The International Olympic Committee’s listing of nearly 50 consultants connected to Calgary’s Olympic bid is raising questions around cost and potential conflict of interest if the Winter Games do come to the city in 2026.
According to names made public on the IOC website, Calgary 2026 called on the services of up to 46 consultants from a variety of locations around the world including Brazil, the United States, Vancouver and Calgary.
The lengthy list compares to only 10 consultants attached to Sweden’s bid for 2026, and zero listed for Italy’s bid.
Ruth Anne Beck, a spokeswoman for Calgary 2026, the group created to oversee the Olympic bid, explained that in June of this year, several temporary contractors were hired to work on Calgary’s bid but most for only a short time.
“This prudent approach was chosen to not spend money to hire permanent employees for a process that, until the IOC announces the Game host in June 2019, is temporary in nature,” she said.

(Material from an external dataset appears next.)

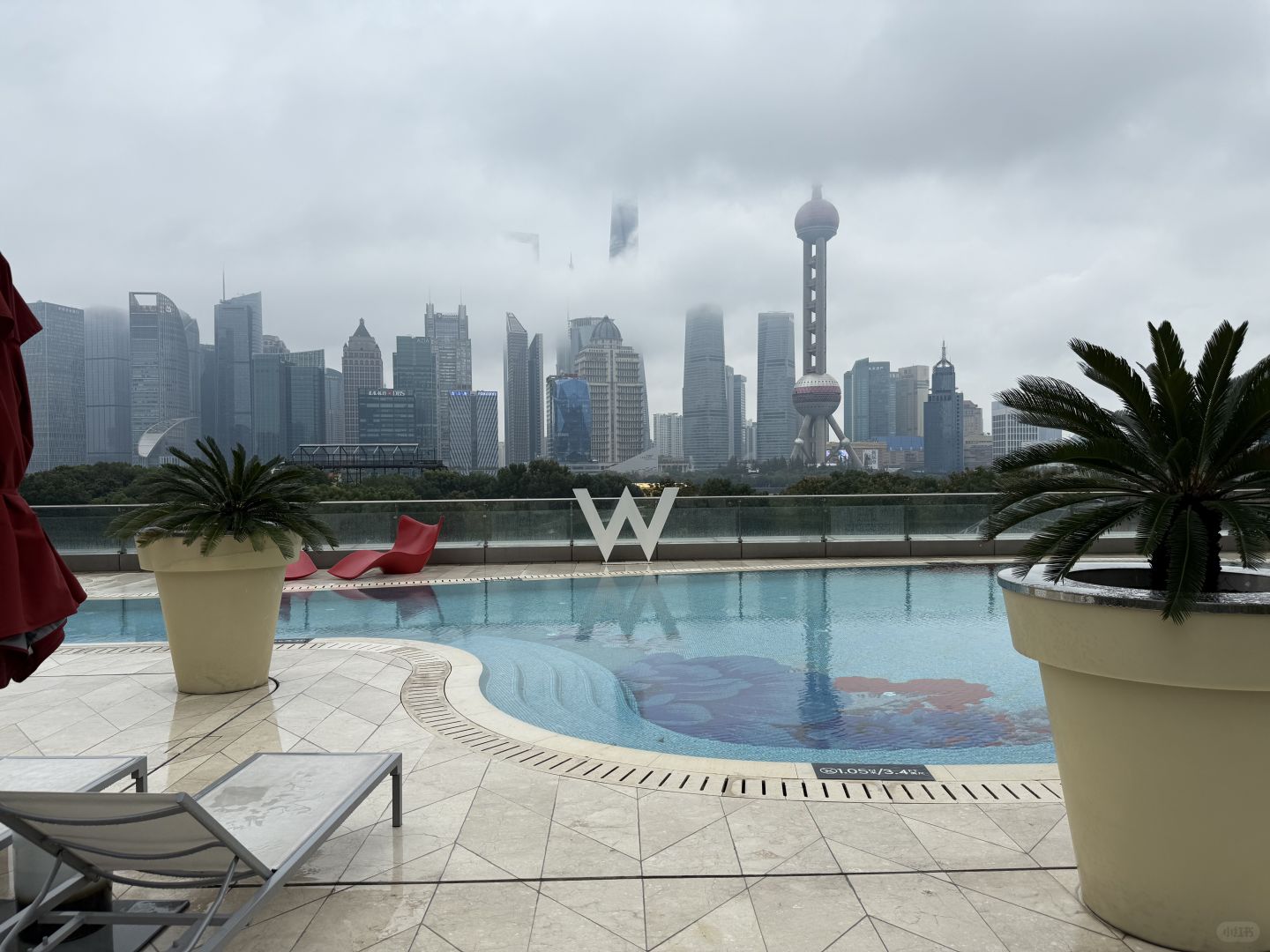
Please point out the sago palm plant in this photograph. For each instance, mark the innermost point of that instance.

“A few international contractors with recent Games experience were hired to lend their expertise. For example, an expert in venues was brought in from the U.S. to ensure the lowest operational cost for the Calgary’s bid. Another expert from Brazil worked remotely for three days because that individual was an expert in Games technology.”
While 46 consultants are registered on the IOC website, she added, the work they contributed towards the bid was temporary in nature, and on average, lasted only five days. The list of consultants also captures any person who worked on the bid in the last two years, even pre-dating the formation of BidCo.
Beck, however, would not detail the total amount of dollars spent on consultants alone, providing only a general number for bid spending.
“In 2016, $30 million was set aside to prepare and present a bid to the IOC — a cost that is shared by the federal, provincial and municipal governments. To date, approximately $10 million has been spent.”
But Coun. Jeromy Farkas said the long consultants’ list raises several questions around spending and conflicts of interest.
“It’s good that those who are working on the bid are disclosing that they are, they’re putting themselves out there. But that said I’d like to know how potential conflict of interest may be handled.”
Farkas asked that if Calgary wins the bid, will some of the construction or development companies who are consulting, for instance, be the same ones chosen to build affordable housing or upgrade facilities?
“Is that right? And how will that be handled?”
Consultants listed include names beside companies like Kondwani Bwanali of the Calgary Municipal Land Corporation and Lizette Parsons Bell with Umbrella Strategies, a communications firm based in Vancouver.
But most consultants are simply names listed beside a country, with no company name listed like Amber Wallbeck from the USA and Elly Resende from Brazil.
Coun. Druh Farrell added that while a long list does suggest Calgary 2026 has done everything possible to ensure a strong bid, she says the selection of so many international and Vancouver experts does not allow for a grassroots approach.
“We haven’t done any local consultation. This has been a top down vision that is not developed by Calgarians.
“It doesn’t mean our bid is not good, it’s very good. It’s just not made in Calgary. In 1988 it really was. The bid, the ideas, all came from the citizenry.”
But Coun. Shane Keating argued that a long list of consultants only means that Calgary 2026 will have a strong bid that draws on a wide range of expertise.
“It depends what the contracts are and what they’re being asked to do.
“But it’s quite possible many of these are very small contracts, and we are simply doing our due diligence.”